AT&T recently published a lot of videos from their archives. I particularly like this video with William Shatner discussing the magic of the microchip. In hindsight, its view of the future is revealing.

First, it’s still a good introduction to how chips are produced. It shows an automated test machine, wire-bonding, and hand-soldering boards. It also shows microscopic views of a 5 micron circuit and a nice animation of clock pulses and gates. All of these processes are basically the same today, just more sophisticated.

On the flip side, its prediction about the computerization of telephones revolutionizing society has come and gone. Wired telephones connected to smart central computers have been surpassed by smart cellphones.

This video also reminded me how there once were more women in technology. Computer science was originally considered a branch of math, and women have often excelled at mathematics. When this video was made in 1980, women made up about 41% of computer science freshmen. That had dropped to about 12.5% by 2007. If you look at the graph from that article, it seems that women participated almost equally in the early 80’s computer craze but sat out the Dotcom boom.

I’m still not sure about all the causes of this, but it is a troubling trend.
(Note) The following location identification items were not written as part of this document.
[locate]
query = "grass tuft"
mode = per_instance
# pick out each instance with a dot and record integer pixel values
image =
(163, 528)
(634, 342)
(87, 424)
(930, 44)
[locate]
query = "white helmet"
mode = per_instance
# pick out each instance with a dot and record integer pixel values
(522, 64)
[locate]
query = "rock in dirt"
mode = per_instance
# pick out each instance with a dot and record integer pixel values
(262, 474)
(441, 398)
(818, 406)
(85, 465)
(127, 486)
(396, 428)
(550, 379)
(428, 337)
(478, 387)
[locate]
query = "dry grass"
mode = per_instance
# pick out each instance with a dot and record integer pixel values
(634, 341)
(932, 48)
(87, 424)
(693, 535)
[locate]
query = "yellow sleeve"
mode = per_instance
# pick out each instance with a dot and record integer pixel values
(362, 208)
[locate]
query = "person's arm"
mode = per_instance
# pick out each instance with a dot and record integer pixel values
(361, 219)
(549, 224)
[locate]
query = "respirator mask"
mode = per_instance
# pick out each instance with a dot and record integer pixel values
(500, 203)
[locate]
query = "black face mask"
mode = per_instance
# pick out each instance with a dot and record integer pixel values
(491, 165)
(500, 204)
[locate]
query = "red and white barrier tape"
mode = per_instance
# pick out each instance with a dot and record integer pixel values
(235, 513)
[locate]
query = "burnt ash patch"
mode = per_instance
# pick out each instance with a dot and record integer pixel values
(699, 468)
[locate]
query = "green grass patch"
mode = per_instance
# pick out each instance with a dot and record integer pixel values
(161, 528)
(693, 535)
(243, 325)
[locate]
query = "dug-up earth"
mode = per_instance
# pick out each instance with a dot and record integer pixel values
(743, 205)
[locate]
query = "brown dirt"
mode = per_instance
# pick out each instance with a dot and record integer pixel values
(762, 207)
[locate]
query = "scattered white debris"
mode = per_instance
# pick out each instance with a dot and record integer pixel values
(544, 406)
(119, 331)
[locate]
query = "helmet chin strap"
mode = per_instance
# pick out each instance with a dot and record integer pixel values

Any time half of your intelligence sits on the bench, you’re going to be at a disadvantage to other countries. Some studies have shown Chinese women have a more positive view of computers than other cultures. Additionally, all enrollment in computer science is lower as a percentage than at any time since the 1970’s.

What can be done to increase interest in computer science among all students and especially women?